1 The chart above is based on a rough cost of $8,000 per terabyte of tape backup system costs (including media and off-site storage) and rough cost of $20,000 per terabyte of deduplicated disk backup system costs for the period of one year. Prices will vary depending upon your configuration and these estimates do not include space, power, cooling or human costs.
As I stated above there are only a few factors that are involved in this very raw calculation. There are a number of other factors involved with a backup process including WAN costs (if replacing tape with disk), remote office facilities, installation (professional services), and software and hardware maintenance to name a few. But no matter how you look at it, disk based backup with variable block deduplication wins over tape.
Backing data up to deduplicated disk not only saves the amount of backup capacity that is used, it also has other implications for a data protection environment. First, backing up to disk versus backing up to tape helps to reduce the reliance on tape and the inherent limitations, security concerns and reliability issues surrounding tape. Recovery of data from disk reduces the operational costs and decreases the recovery time objective. Additionally the reliability of disk with RAID is much higher than the reliability of tape.
New data protection technologies are evolving backup to a degree where the entire data protection process is getting easier manage by removing multiple points of management (backup servers, media servers, tape libraries and physical tape).
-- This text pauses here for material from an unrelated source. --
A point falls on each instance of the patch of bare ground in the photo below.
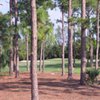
(52, 86)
As backup continues to evolve, this can help simplify the overall process and;
- Increase reliability of backups
- Reliability of recoveries
- Decrease backup times
- Decrease the time to recover data
The Bottom Line
New challenges in protecting information are arising every day, whether it is data growth, remote office data protection or virtualization, backup is getting harder not easier. Data deduplication is providing backup administrators with tremendous benefits around backup processes and cost savings. It is important to keep in mind that everybody’s environment is different and utilizes different methods and processes for managing and protecting information. It is also important to take a look at your data protection environment today and understand the use cases where it is time to make new investments. I encourage you to look at new technologies to help you with emerging challenges and weigh the overall solution including costs as well as benefits of disk based recovery. New backup technologies that leverage data deduplication can save IT a lot of money and put you on back on the Road to Recovery.